Splitting a dataset · Feyn Documentation

by: Kevin Broløs
(Feyn version 3.1.0 or newer)

The split function found in feyn.tools is suitable for splitting your data into random subsets prior to training a Model. This practice can aid you in cross-validation of the results, by allowing you to evaluate the Model on a dataset it has not been trained on.

We support splitting into as many subsets as the dataset supports, as well as stratification according to one or more columns.

The data is always shuffled prior to splitting, regardless of whether you stratify or not.

Example

from feyn.tools import split
from pandas import DataFrame


data = DataFrame(
    {
        "A": [0, 1, 0, 1, 0, 1, 0, 1, 0, 1],
        "B": [1, 1, 1, 0, 0, 0, 1, 1, 0, 0],
    }
)

train, test = split(data, ratio=[0.8, 0.2], stratify=['A'], random_state=42)

In the example above, our data set has 10 samples, and B contains 5 samples with values 1 and 5 samples with values 0.

After splitting, train will contain 8 samples, evenly distributed between the column B having the values 0 and 1 with 4 of each. test will contain 2 samples, also evenly distributed with B taking on values of 0 and 1.

We provide a random state to ensure we get the exact same split every time we run the function.

Usage

You can choose however many sets you would like, as well as their comparative sizes using the ratio parameter. The ratio list is normalised before splitting, so [1., 1.] results in a 50/50 split, [1., 1., 1.] in an equal 3-way split, etc.

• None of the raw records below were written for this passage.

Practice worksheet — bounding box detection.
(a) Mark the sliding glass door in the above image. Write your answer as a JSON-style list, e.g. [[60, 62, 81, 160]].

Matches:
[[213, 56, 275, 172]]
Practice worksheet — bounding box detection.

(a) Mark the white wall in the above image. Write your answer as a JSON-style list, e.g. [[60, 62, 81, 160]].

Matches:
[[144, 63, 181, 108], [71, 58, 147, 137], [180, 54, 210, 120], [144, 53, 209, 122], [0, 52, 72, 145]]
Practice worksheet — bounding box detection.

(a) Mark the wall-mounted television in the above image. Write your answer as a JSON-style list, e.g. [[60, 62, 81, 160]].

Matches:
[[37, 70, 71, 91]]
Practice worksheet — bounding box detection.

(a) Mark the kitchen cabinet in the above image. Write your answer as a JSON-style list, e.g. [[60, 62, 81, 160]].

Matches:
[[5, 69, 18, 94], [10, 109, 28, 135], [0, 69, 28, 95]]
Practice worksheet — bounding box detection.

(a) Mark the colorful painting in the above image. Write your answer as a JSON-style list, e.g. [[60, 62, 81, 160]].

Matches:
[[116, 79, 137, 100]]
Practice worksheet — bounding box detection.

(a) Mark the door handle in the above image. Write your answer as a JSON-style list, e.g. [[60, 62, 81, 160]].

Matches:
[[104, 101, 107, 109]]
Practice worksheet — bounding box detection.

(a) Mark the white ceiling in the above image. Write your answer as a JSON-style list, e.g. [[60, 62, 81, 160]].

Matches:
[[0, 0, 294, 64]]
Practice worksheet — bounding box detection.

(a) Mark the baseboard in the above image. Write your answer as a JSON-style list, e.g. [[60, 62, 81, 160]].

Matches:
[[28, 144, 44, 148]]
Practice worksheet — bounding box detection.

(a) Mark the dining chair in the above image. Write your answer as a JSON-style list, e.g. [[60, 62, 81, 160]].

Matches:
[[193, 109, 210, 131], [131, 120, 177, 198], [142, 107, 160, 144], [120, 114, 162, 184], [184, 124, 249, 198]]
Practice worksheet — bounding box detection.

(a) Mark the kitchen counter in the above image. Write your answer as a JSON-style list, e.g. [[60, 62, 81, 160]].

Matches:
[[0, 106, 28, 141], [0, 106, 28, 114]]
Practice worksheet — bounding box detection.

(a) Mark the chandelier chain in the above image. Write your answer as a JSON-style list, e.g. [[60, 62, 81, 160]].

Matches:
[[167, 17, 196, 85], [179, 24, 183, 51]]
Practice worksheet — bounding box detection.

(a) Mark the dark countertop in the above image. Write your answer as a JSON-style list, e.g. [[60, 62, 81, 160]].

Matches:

For readability, you'll often want to choose sensible splits that sum to 1 (or 100), such as [0.75, 0.25] or [75, 25].

Stratification

Using the stratify parameter, you can stratify the splits according to one or more columns provided. This helps insure your target class in a classification problem is equally represented in your train and test sets, or to help balance columns you know are not evenly represented between sets.

This results in each subset having (as close as possible to) the same relative ratios of distinct values represented in those columns in the final subsets.

The function returns an error if you try to stratisfy in a way that results in not enough samples being able to go into each chosen subset of the ratio parameter.

The stratification takes care to also proportionally distribute NaN values among splits. This is particularly important for categorical NaN values when training with the QLattice, as they get assigned a weight and bucket just like any other category.

Note: Since it works using distinct values, this parameter works best for ordinal and categorical values, but makes little sense for continuous variables.

Parameters of `feyn.tools.split`

data

The data to split.

ratio

Default: [0.75, 0.25]

The size ratio of the resulting subsets.

stratify

Default: None.

The names of columns to stratify by.

random_state